As unemployment stared at me, I had no idea how I could even look for a job, barring responding to rare adverts of job vacancies. But Pradip believed it wasn’t a problem. One just had to try hard. I was with him in one of his acts of trying hard when he and I barged into the office of the India Meteorological Department in Alipore with our CVs in plastic folders.
Although we were unsuccessful that morning, Pradip did find a job by trying hard. I don’t recall what kind of work it was, but I am sure it would have been one of the lowest paying sit-down jobs an educated person would accept. [After reading this, Pradip's daughter Rupsa told me that her father actually worked in a rice godown. It was far away from Jadavpur University, where Pradip would attend classes after his day's work. Rupsa also told me that her father had never even scolded her.]

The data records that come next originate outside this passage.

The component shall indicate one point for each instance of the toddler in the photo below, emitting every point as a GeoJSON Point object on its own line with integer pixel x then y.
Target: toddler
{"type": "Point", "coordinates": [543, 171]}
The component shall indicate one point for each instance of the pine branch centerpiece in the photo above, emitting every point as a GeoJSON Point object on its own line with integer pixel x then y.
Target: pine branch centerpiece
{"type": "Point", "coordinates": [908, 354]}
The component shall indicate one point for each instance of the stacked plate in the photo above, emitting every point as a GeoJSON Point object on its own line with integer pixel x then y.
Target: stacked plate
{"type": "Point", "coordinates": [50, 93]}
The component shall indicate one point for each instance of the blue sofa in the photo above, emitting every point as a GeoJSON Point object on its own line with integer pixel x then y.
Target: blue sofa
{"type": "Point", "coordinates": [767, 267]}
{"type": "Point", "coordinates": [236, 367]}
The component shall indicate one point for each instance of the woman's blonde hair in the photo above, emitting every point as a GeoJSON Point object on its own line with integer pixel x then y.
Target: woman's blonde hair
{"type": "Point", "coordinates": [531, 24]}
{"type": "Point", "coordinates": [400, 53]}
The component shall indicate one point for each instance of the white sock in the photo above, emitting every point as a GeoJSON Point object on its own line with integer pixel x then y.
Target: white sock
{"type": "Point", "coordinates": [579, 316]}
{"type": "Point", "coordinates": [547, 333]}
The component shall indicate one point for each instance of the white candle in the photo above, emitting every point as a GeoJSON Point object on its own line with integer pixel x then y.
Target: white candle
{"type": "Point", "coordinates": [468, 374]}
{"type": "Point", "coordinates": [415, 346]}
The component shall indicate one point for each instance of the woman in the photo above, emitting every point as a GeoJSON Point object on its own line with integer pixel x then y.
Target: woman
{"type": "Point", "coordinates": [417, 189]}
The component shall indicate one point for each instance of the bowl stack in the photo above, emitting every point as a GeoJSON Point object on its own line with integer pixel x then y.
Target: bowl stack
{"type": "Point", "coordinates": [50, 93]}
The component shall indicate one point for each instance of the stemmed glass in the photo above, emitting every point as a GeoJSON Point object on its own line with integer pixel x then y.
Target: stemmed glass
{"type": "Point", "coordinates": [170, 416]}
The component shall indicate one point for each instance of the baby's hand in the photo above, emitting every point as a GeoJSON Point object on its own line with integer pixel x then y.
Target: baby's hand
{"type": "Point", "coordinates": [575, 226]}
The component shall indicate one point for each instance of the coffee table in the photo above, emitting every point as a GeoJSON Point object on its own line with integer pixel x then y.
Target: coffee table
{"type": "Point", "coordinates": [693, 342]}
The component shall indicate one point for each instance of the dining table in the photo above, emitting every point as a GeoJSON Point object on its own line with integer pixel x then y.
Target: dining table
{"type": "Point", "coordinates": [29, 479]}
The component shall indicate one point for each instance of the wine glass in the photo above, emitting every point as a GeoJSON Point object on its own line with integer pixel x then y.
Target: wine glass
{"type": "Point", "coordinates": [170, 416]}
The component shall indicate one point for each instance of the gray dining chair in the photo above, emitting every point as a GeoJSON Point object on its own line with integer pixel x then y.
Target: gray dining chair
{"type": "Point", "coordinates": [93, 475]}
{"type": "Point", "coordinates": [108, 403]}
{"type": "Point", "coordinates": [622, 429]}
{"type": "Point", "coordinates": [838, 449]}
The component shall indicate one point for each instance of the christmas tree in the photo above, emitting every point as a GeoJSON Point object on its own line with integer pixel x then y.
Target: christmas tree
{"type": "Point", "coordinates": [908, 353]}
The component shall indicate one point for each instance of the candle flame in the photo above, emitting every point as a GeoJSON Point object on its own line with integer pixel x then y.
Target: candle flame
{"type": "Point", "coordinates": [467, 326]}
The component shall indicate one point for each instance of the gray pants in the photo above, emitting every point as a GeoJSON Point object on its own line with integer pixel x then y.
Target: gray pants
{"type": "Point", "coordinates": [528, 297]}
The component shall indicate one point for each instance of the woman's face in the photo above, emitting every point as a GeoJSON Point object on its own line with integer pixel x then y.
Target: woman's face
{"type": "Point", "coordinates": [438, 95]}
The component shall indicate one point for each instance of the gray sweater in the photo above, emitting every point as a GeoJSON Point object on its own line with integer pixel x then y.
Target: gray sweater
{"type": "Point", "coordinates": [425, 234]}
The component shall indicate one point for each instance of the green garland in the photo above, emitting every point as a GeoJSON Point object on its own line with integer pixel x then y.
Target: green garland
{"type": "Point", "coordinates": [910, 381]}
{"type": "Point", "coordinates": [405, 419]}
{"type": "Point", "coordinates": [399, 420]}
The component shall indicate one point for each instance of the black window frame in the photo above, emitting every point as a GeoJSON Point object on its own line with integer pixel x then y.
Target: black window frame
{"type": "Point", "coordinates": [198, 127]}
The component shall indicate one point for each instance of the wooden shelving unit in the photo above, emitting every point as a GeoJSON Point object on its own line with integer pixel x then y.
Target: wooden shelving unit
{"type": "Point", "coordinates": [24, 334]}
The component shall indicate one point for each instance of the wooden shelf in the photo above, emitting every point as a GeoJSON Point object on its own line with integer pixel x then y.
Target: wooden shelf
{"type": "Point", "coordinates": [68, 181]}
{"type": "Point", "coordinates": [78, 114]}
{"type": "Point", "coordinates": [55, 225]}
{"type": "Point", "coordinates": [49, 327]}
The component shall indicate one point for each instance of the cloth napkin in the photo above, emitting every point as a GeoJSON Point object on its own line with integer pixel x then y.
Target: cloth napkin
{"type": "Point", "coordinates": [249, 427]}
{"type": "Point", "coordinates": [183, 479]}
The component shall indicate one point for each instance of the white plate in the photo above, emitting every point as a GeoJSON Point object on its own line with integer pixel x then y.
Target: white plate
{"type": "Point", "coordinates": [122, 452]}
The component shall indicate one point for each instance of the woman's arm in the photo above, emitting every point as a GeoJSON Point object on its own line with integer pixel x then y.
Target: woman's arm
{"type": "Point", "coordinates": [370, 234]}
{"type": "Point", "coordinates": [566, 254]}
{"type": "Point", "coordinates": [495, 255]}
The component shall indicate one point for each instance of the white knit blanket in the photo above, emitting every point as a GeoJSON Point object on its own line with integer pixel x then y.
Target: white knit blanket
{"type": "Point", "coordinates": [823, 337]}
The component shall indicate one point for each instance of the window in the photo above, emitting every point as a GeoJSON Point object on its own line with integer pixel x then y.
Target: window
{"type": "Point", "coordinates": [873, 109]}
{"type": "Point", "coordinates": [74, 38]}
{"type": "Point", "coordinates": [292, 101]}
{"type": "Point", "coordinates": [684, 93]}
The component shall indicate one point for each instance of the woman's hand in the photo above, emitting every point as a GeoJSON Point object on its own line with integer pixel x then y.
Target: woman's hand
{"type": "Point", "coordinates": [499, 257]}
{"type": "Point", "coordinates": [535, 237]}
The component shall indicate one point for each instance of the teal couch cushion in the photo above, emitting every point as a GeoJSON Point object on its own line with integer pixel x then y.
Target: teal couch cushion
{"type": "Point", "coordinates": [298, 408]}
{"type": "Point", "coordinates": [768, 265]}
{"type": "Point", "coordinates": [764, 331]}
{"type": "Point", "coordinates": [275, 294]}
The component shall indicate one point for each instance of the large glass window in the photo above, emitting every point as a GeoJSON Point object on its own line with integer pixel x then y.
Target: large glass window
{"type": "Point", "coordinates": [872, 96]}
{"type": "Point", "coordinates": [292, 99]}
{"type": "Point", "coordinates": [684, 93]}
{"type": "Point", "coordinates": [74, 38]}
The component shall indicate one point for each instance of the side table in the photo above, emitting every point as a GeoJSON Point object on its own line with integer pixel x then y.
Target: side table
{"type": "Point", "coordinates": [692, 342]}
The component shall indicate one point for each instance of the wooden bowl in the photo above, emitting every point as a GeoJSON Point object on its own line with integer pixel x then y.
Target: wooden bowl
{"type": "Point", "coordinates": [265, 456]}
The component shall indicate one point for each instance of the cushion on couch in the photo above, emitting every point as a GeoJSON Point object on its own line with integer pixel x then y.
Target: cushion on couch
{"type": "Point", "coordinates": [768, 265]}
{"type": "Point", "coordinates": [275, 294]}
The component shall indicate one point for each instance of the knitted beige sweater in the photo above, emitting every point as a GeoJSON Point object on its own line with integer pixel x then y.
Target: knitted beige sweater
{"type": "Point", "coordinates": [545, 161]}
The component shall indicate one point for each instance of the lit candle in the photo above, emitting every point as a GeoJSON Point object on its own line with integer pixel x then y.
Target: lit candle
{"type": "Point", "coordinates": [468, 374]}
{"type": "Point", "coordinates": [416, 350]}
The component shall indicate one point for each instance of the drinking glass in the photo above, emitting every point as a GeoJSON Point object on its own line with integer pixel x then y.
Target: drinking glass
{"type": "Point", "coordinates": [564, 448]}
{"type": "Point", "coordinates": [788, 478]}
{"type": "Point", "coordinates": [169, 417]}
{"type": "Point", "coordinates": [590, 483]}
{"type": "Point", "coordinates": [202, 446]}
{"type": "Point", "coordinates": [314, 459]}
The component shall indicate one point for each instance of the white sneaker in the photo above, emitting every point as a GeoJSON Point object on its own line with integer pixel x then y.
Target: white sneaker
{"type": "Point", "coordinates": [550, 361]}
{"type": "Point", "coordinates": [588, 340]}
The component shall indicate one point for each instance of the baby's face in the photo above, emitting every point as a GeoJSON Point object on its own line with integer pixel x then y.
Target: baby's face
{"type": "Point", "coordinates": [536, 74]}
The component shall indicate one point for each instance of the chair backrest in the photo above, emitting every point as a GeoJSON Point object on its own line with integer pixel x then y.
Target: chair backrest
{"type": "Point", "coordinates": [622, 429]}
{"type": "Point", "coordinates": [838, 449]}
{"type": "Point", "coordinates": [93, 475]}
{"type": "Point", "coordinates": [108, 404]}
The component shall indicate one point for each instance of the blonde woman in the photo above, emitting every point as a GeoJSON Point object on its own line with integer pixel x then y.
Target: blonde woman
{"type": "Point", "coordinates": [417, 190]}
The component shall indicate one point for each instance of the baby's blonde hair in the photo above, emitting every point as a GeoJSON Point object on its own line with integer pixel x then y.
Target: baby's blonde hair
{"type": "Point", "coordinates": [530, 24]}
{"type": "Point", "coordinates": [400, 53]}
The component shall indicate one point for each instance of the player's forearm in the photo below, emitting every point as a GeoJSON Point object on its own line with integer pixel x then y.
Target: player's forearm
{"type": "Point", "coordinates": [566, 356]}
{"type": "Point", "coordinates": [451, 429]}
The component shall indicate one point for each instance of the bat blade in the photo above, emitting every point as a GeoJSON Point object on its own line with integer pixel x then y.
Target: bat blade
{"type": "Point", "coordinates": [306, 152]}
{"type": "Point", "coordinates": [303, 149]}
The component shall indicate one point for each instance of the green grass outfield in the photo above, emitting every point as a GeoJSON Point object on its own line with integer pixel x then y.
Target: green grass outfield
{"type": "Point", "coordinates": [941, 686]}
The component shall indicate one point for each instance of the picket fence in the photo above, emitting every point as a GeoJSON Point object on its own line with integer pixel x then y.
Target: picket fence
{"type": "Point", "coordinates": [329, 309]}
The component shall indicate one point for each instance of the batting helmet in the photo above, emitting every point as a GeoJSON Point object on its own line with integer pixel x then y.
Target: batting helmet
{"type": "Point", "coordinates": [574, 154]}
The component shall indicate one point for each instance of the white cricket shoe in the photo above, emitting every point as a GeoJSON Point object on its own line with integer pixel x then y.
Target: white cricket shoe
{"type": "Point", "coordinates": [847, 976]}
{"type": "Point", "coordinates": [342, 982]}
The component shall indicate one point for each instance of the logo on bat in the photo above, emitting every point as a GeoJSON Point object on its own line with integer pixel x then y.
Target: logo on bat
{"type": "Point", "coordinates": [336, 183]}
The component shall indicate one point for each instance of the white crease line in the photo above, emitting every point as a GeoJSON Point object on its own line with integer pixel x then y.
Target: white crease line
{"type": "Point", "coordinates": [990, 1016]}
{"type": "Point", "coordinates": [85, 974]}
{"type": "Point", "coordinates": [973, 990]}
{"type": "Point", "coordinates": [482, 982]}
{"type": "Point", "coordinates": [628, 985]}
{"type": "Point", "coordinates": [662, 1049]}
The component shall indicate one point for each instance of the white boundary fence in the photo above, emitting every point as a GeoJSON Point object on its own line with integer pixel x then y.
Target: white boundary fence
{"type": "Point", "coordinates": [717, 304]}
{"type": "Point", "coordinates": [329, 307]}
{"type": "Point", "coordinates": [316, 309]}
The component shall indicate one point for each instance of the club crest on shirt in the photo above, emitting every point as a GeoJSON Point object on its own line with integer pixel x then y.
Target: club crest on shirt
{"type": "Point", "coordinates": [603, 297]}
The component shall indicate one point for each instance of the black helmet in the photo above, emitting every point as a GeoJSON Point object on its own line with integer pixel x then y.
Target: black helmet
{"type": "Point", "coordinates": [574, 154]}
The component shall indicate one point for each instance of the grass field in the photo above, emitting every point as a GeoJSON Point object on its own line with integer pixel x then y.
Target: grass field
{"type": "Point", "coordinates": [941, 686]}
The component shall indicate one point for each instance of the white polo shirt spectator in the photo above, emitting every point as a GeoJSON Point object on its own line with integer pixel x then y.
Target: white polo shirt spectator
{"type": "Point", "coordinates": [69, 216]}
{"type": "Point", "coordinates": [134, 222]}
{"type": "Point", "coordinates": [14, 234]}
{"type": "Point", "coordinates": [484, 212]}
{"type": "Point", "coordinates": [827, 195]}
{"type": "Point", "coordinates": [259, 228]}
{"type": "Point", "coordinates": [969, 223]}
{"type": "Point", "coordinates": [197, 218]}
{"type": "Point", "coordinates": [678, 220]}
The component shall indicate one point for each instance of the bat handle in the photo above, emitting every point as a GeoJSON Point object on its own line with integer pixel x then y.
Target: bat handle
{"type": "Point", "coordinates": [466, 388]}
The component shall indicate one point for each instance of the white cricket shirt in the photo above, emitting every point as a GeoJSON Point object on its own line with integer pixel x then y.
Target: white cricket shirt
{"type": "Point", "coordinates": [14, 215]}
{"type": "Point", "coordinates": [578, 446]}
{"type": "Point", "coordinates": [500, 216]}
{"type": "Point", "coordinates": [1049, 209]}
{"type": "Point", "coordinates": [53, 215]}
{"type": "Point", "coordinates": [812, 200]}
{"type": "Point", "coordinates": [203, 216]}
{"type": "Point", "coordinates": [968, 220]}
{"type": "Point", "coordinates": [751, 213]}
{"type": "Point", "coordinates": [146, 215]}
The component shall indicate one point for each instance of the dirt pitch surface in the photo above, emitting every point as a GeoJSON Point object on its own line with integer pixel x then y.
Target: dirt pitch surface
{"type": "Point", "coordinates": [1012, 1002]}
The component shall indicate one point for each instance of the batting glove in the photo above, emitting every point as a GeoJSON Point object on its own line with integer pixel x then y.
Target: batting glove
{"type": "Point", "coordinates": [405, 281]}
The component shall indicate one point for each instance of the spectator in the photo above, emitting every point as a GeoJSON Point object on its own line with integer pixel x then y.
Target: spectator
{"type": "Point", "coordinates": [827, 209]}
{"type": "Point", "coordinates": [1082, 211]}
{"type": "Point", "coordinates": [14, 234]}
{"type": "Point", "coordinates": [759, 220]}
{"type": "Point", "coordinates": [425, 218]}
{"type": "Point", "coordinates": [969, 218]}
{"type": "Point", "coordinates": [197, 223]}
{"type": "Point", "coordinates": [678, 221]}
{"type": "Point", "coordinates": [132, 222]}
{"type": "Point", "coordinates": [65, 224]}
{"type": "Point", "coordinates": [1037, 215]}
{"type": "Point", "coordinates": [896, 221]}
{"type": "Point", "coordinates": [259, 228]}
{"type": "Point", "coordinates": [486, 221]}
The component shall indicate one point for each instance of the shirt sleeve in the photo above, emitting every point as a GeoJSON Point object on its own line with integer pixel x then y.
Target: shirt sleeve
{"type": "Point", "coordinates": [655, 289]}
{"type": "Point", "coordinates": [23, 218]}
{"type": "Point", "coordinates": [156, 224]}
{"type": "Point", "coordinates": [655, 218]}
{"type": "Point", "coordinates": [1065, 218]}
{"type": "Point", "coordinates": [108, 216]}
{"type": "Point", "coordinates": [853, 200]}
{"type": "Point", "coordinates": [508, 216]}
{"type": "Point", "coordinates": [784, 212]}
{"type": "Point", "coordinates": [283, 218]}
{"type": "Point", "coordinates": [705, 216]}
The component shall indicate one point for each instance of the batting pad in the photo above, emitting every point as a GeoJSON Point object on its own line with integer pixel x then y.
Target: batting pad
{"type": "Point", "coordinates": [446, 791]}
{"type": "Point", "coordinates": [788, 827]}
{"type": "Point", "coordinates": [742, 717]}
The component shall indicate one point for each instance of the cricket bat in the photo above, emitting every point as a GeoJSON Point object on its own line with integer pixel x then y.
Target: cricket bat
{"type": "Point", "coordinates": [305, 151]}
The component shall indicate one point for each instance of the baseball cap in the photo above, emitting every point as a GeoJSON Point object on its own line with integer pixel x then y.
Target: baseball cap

Many in such a situation would spread roots under their desk and retire as a grumpy old man after wasting 35 years of their life. But Pradip enrolled for a three-year part-time MSc in Physics at Jadavpur University where he attended classes in the evening. If you don’t know how enormously difficult commuting was in Calcutta then and how tough physics is at the Master’s level, you won’t perhaps appreciate what impossible an unspectacular Pradip achieved in three years of work plus study.
Then he did his PhD from—if memory isn’t playing me false— the Indian Institute for Cultivation of Science in Jadavpur. He joined as a lecturer Sir Gurudas College in the city, from where he retired 10 years ago. There too Pradip showed his academic commitment. Instead of watching TV serials in the evening, he kept working on Solid State Physics through his college job and even after retirement, when he once told me, ‘I have published at least one paper every year since I began research.’
He need not have.
My transferable job took me away from Calcutta and I lost touch with Pradip soon after graduation. We picked up the thread in 2000, when I left my job and returned to Kolkata. Pradip was happily married then, his wife Kaberi, herself a highly competent person, too taught at a college. Their daughter Rupsa studied engineering and got a job at campus placement which took her to Japan. She and her husband work and live in Singapore now with their little son.
While Pradip did
exceedingly well in his career and personal life, a neurological condition
troubled him in the last inning of his life. Neurological medicines, which are
invariably toxic, slowed him down and added kilograms to his once fine body.
When I saw Pradip moving with difficulty, I recalled he was one of the finest
table tennis players among us. And like in his life, he was never aggressive
while playing table tennis. He would block all your smashes with infinite
patience until you hit one into the net or go beyond the table.
He blocked the relentless aggression of a neurological disease for ten years or more until 7 August 2026. But ultimately, everyone has to lose the last match.
Goodbye, my friend. At last, you have managed to draw a few drops of tears in my eyes.